Genesis Alternative Ventures launches venture debt business targeting SE Asian startups

3 -min read
Listen to this article
3 -min read
Listen to this article

SINGAPORE-based Genesis Alternative Ventures (Genesis) on Friday said it has launched a venture debt business to target the booming startup market in South-east Asia. 

The Business Times understands that the company intends to raise some US$70 million over the next 12 months.

Genesis is anchored by Sassoon Investment Corporation, the family office of the Sassoon family, who are shareholders of The Coffee Bean & Tea Leaf; and PT Bank CIMB Niaga, as a strategic partner in Indonesia. CIMB Niaga is the second-largest private national bank in Indonesia by assets.

According to Genesis, venture debt is a form of financing for young high growth businesses that are gaining traction and need to extend their cash runway in order to get to the next stage of growth. These companies may lack the cashflows or track record to meet the traditional criteria for bank loans, or their founders may wish to minimise equity dilution.

Generally, venture debt is deployed by way of senior, secured non-convertible debenture, accompanied by equity options. It complements venture equity financing, and fills a space not well served by banks, Genesis added.

Genesis has thus far backed three companies, with eight more in the pipeline.

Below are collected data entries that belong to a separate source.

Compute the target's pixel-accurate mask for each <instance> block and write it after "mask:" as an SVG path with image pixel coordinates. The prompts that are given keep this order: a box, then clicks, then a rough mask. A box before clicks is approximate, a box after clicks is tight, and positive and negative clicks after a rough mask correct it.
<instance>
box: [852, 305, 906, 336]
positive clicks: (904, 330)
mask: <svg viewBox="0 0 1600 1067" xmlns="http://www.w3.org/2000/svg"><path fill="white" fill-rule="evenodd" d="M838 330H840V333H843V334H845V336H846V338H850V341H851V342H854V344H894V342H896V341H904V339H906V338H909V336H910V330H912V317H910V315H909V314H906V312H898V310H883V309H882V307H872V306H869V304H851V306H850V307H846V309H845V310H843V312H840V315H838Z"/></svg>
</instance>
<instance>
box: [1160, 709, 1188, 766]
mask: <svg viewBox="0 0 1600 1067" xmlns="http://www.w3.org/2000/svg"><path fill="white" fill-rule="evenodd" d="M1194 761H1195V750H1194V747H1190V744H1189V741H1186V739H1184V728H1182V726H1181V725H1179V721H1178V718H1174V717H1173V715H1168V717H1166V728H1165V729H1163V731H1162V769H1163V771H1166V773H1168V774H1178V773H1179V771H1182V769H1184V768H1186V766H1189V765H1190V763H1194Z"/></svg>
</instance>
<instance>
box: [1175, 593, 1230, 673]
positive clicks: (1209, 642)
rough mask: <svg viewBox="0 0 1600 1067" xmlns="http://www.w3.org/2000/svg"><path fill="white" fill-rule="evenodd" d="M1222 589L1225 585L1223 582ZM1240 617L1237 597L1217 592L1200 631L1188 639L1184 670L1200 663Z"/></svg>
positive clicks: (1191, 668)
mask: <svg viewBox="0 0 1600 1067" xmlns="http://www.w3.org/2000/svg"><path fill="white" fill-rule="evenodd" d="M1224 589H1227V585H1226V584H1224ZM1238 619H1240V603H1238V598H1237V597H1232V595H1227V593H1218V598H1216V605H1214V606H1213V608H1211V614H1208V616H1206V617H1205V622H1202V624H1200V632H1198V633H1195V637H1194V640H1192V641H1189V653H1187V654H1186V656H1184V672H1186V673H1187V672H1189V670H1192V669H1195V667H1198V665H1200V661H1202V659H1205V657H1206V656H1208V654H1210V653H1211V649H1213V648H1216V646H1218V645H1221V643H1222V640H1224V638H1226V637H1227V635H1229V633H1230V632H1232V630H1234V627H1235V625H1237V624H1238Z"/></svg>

The three startups are Singapore-based Horangi Cyber Security; home-grown online restaurant, Grain; and Indonesia's premium flexible workspace provider, GoWork.

Said Genesis managing partner Dr Jeremy Loh: "We expect venture debt to become a mainstream source of financing for companies across South-east Asia. We see a robust pipeline of companies coming through and we believe that entrepreneurs value the need for a judicious balance of debt and equity to fund their expansion.

"Singapore is a major hub for tech startups aiming to capture the region's rapid growth, huge markets and youthful, mobile-savvy consumers. The recent enhancement to Enterprise SG financing scheme announced during Singapore’s Budget 2019 has broadened the availability of venture debt to emerging companies."

Looking ahead, Genesis said the outlook for venture lending in South-east Asia is bright, going by the track record in the US. Citing recent reports, Genesis noted that two of the leading venture lenders in the US, namely Silicon Valley Bank and Hercules Capital, accounted for about US$12 billion of venture loans as of 2018.

Last year, South-east Asia saw a record US$11 billion going to tech companies, almost double that of the US$5.8 billion invested in 2017. Singapore and Indonesian companies received the lion's share of the funding last year, with a maturing cohort of companies into Series B and C funding. These companies are prime to take on venture debt financing, Genesis explained. 

The company, which is South-east Asia's first independent venture debt business, was founded in 2018 by Dr Loh, Ben J Benjamin, and Martin Tang.

Mr Benjamin is the son-in-law of Sassoon family patriarch, Victor Sassoon, and non-executive director of Israel-based online venture capital platform, OurCrowd Singapore. 

Meanwhile, Dr Loh and Mr Tang also have experience in venture lending and equity investing, and spearheaded DBS Venture Growth Partners, specialising in venture debt from 2015 to 2018.